UX tools include Photoshop and wireframing. But, interactions aren’t static. Facebook Home features a chat bubble unlike anything previous.
“…something like Facebook Home is completely beyond the abilities of Photoshop as a design tool. How can we talk about physics-based UIs and panels and bubbles that can be flung across the screen if we’re sitting around looking at static mocks? (Hint: we can’t.)”
After Effects. Um no? After Effects is not really made for prototyping, or it would have some sweet presets. There’s probably a library of those floating around the internet somewhere. I wouldn’t recommend After Effects unless you’re really comfortable with a timeline scrubber. I always feel like the timing is too fast or too slow, but there’s no rhyme to it. It takes some getting used to. My prototypes look all janky and don’t align well. And states are too much trouble in comparison to the few lines of code it takes for a link to have multiple states, or what have you. But, on other merits, I would say it’s not helpful. With a coded prototype, you can pass it off to your developer and they will thank you for having websafe colors, and animation timing with code like this “webkit-transition: all 1s ease-in-out.”

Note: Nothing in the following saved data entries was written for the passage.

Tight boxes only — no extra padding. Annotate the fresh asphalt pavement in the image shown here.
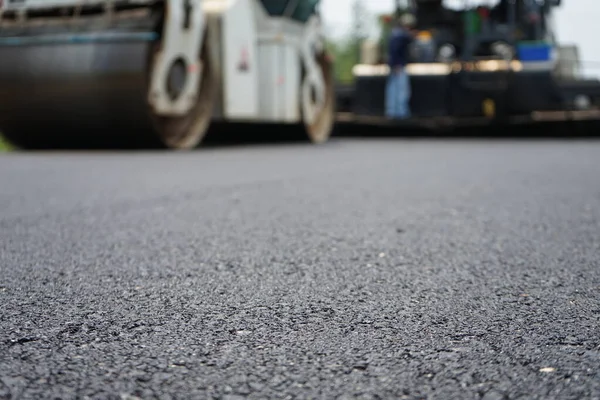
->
[1,138,599,399]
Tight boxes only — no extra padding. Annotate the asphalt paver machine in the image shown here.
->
[0,0,335,149]
[340,0,600,130]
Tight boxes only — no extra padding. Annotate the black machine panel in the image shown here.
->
[352,69,565,119]
[353,74,449,118]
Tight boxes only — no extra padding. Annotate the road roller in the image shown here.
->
[0,0,335,149]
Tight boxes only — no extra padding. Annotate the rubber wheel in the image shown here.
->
[148,27,217,150]
[304,51,335,144]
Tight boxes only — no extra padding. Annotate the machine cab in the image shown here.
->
[259,0,320,22]
[392,0,560,64]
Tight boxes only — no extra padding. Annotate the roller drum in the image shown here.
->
[0,37,158,149]
[0,23,215,149]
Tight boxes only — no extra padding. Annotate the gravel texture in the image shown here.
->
[1,139,599,399]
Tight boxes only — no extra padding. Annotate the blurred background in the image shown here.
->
[321,0,600,82]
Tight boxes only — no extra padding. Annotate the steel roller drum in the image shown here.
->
[0,22,214,149]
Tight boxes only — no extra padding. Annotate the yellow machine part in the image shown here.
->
[483,98,496,118]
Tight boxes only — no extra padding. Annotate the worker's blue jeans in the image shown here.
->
[385,68,411,119]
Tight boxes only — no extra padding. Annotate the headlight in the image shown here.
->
[574,95,591,110]
[491,41,515,60]
[437,44,456,62]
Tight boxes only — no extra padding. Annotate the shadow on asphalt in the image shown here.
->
[332,120,600,141]
[201,122,311,149]
[199,119,600,149]
[3,119,599,152]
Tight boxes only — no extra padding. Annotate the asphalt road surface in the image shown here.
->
[1,139,600,400]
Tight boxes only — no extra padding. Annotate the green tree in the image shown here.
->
[325,0,369,84]
[326,37,359,84]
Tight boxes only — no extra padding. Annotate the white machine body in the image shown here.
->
[204,0,326,124]
[148,0,206,116]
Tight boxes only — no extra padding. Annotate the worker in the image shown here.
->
[385,14,416,120]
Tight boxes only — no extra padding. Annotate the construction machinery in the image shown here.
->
[0,0,335,149]
[338,0,600,131]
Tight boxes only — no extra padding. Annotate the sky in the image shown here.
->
[320,0,600,78]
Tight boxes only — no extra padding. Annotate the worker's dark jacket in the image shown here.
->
[388,28,413,69]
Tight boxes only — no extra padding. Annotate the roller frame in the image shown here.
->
[1,0,120,13]
[148,0,205,116]
[300,14,326,126]
[0,0,157,20]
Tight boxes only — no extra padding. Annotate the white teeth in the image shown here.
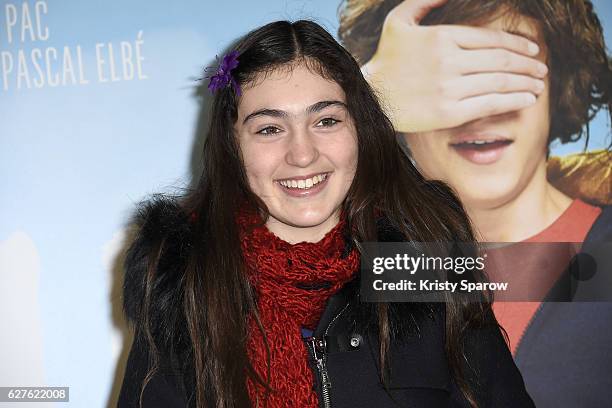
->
[467,140,495,145]
[278,173,328,190]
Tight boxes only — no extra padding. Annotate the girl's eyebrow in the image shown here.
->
[306,100,347,114]
[242,100,347,125]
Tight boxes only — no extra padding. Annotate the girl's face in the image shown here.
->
[234,64,358,243]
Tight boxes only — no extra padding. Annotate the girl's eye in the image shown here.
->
[317,118,341,127]
[256,126,281,135]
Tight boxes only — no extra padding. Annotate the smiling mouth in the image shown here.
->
[277,173,329,190]
[450,139,513,150]
[449,136,513,165]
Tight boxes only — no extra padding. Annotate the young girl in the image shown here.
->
[117,20,533,407]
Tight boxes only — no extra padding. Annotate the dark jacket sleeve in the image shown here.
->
[449,321,535,407]
[117,194,194,407]
[117,332,189,408]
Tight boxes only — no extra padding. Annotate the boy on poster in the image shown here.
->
[339,0,611,406]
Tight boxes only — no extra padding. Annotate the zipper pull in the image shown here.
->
[308,337,325,361]
[307,336,332,408]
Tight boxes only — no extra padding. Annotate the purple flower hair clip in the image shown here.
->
[206,50,241,95]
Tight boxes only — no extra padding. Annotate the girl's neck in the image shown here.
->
[467,162,572,242]
[265,212,341,244]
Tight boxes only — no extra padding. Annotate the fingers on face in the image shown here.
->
[456,92,537,122]
[451,25,540,56]
[452,48,548,77]
[447,73,545,100]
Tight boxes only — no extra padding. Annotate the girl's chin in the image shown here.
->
[272,208,339,228]
[286,215,335,229]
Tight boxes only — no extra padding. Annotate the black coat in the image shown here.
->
[117,196,534,407]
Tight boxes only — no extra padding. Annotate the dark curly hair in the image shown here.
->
[338,0,612,147]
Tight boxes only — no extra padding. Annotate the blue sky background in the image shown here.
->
[0,1,609,406]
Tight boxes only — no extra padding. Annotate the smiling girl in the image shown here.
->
[117,19,533,408]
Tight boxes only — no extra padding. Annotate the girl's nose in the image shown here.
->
[285,130,319,167]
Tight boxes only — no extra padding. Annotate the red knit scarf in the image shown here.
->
[237,206,360,407]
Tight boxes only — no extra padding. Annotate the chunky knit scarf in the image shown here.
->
[237,206,360,407]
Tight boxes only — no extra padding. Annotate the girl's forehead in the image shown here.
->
[241,60,333,92]
[237,65,345,114]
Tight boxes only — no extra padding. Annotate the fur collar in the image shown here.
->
[122,194,193,352]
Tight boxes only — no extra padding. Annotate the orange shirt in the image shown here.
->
[492,199,602,354]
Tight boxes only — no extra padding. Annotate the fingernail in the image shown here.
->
[535,80,545,92]
[525,94,537,104]
[528,42,540,55]
[538,63,548,76]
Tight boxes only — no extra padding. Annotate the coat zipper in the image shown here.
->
[305,303,350,408]
[307,337,332,408]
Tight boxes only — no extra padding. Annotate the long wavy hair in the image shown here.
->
[136,19,491,408]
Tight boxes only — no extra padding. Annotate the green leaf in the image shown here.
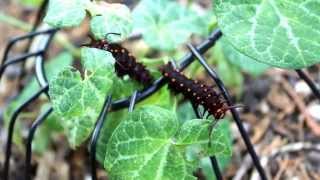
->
[183,120,232,179]
[44,0,89,27]
[176,119,232,157]
[81,47,115,70]
[133,0,202,51]
[177,102,197,124]
[194,10,217,37]
[89,2,133,42]
[4,52,73,149]
[200,120,232,179]
[138,86,176,110]
[81,47,138,98]
[33,126,50,154]
[96,109,130,162]
[212,43,243,90]
[99,106,232,179]
[214,0,320,69]
[220,37,269,76]
[33,104,64,154]
[200,155,231,180]
[19,0,43,7]
[48,48,115,148]
[176,119,210,146]
[102,106,196,180]
[111,77,142,99]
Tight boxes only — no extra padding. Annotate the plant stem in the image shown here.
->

Stay curious. If you want to see what a website’s doing, check under the hood using your browser’s view source. If you’re really ambitious, use Save As and download the complete web page. Sometimes, what you save is a frozen version of the website, so check the states. And with code, sometimes it’s not that easy to decipher. Other resources include GitHub, CoffeeScript, Tumult Hype (doesn’t import styles), Webmonkey from WIRED, and Apple’s Keynote has a free limited library of protyping stuff at Keynotopia.